The initial chronological hypotheses
Henri Breuil and Denis Peyrony established an association with the Gravettian. For Breuil, the chronology of Palaeolithic parietal art depended on the existence of two cycles: one Aurignacian-Perigordian, and the other Solutrean-Magdalenian. He drew parallels between Lascaux and the painted figures found in stratigraphy – and thus reliably dated – at the Labattut (Perigordian) and Blanchard (Aurignacian) shelters. A more nuanced evaluation was advanced by Annette Laming, who pointed out that this iconography displayed characteristics that could be attributed to either of the two major cycles.
For Séverin-Blanc, most indicators tended to point to a Solutrean-Magdalenian origin for the art.

Initial radiocarbon dating tests
In 1951, fragments of charcoal from the excavations in the Shaft were analysed in the Chicago laboratory of Willard Libby, who had pioneered the method. The results, a date of 15,500 years BP, placed Lascaux in the Magdalenian culture.
André Glory requested dating for new charcoal samples, which had been discovered during his excavations in the Passageway and the Shaft. They were dated to, respectively, 17,190 ± 140 years BP and 16,000 ± 500 years BP, which confirmed the assignation of the archaeological objects to an ancient phase of the Magdalenian.
André Leroi-Gourhan based his theory on stylistic data, using the well-dated sites of Fourneau du Diable in Bourdeilles (Dordogne) and Roc-de-Sers (Charente), as reference points. He concluded that Lascaux was Solutrean. Nevertheless, a few years later, the study of the lithic and bone material, as well as the stratigraphic analysis of cross-sections that had been taken by André Glory, brought changes to this point of view. The study, led by Arlette Leroi-Gourhan and Jacques Allain, established a precise, tight chronology, attributing all of Lascaux to the Magdalenian II.

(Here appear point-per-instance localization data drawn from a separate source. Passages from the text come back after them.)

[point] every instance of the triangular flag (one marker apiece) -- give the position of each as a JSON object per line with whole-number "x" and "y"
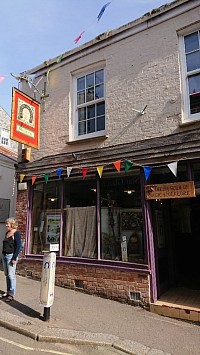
{"x": 84, "y": 172}
{"x": 21, "y": 177}
{"x": 34, "y": 177}
{"x": 2, "y": 78}
{"x": 117, "y": 165}
{"x": 102, "y": 10}
{"x": 59, "y": 172}
{"x": 128, "y": 165}
{"x": 46, "y": 177}
{"x": 69, "y": 170}
{"x": 147, "y": 171}
{"x": 100, "y": 170}
{"x": 173, "y": 167}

These successive adjustments show the difficulties in establishing a precise, well-argued chronological scheme.

1998 and 2002: new analyses
In 1998, and then in 2002, two radiocarbon analyses carried out on fragments of a reindeer antler baton, unearthed by Henri Breuil and Séverin Blanc, tended to push back the former estimates to between 18,600 and 18,900 BP, at the boundary between the upper Solutrean and the Badegoulian.
A formal analysis of the figures at Lascaux leads one to think that the art belongs to a Solutrean tradition. Clearly, they are more reminiscent of the works at the well-dated sites of Fourneau-du-Diable or Roc-de-Sers, than of any Magdalenian example.

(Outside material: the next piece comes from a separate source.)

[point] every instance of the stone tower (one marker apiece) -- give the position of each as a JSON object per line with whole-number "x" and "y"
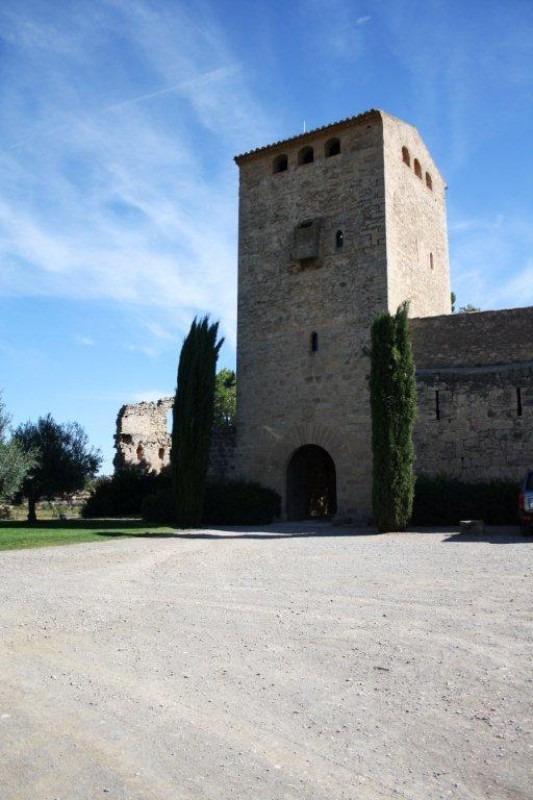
{"x": 335, "y": 225}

The geometric signs also play a role in placing Lascaux's art in the Solutrean. In certain engravings in the cave of Le Placard (Charente), attributed to the Solutrean, Jean Clottes recognised several signs, which he designated "Placard type". They are identical in form to the "hearth" signs in the caves at Cougnac and Pech-Merle (Lot). Additionally, he noticed the similarities the shape shared with the large black brackets sign beneath the diptych of the first Chinese Horse at Lascaux.

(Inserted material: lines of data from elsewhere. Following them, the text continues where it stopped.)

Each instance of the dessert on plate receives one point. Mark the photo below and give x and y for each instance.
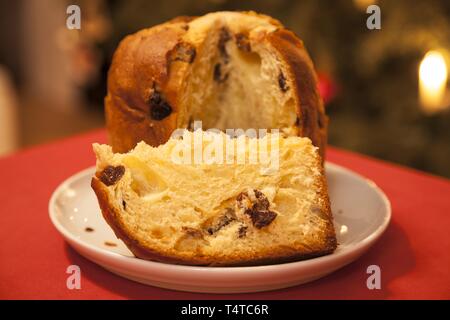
(228, 70)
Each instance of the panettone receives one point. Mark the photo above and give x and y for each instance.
(227, 69)
(218, 214)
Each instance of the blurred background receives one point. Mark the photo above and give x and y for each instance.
(386, 91)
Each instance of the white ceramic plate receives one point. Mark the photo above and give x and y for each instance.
(361, 214)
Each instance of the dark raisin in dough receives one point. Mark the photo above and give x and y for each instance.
(159, 108)
(183, 51)
(282, 82)
(110, 175)
(242, 42)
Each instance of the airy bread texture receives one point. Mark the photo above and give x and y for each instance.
(217, 214)
(227, 69)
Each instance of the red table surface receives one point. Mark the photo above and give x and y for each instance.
(413, 254)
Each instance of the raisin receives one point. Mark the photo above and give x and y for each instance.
(217, 74)
(110, 175)
(282, 82)
(223, 221)
(242, 232)
(261, 219)
(262, 202)
(183, 51)
(258, 210)
(192, 232)
(224, 37)
(159, 108)
(243, 42)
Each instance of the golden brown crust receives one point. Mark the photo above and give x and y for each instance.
(269, 256)
(313, 122)
(143, 63)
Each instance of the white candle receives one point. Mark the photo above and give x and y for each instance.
(432, 82)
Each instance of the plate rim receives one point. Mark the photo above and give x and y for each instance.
(368, 241)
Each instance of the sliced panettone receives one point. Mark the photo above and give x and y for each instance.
(251, 207)
(227, 69)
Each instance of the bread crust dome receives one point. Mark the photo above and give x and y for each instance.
(228, 69)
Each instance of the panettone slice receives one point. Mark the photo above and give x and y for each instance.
(253, 207)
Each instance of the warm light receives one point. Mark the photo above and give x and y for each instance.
(432, 81)
(363, 4)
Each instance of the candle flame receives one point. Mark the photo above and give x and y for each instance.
(433, 81)
(433, 70)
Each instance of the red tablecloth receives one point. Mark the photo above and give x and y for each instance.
(414, 253)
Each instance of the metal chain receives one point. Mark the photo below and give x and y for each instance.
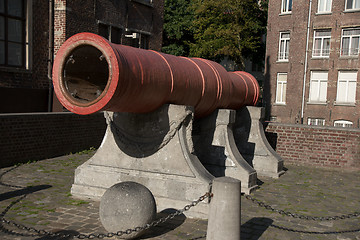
(313, 232)
(300, 216)
(100, 235)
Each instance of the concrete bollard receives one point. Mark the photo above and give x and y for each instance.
(225, 210)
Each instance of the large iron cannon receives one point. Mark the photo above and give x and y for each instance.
(91, 74)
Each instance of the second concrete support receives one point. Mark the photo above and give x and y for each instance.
(225, 210)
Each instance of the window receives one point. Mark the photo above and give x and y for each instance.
(350, 41)
(324, 6)
(352, 5)
(138, 40)
(343, 123)
(316, 121)
(318, 86)
(281, 88)
(12, 33)
(346, 89)
(284, 46)
(286, 6)
(321, 47)
(111, 33)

The Confronted Ibexes on the right-hand wall at the far end of the Axial Gallery are not dissimilar to the bas-relief ibexes at Roc-de-Sers (Charente). At this same Upper Solutrean site, the rare image of a human facing a horned animal, in this case a musk ox. The same scene appears at Lascaux at the base of the Shaft. Both sites also contain an image of a bird.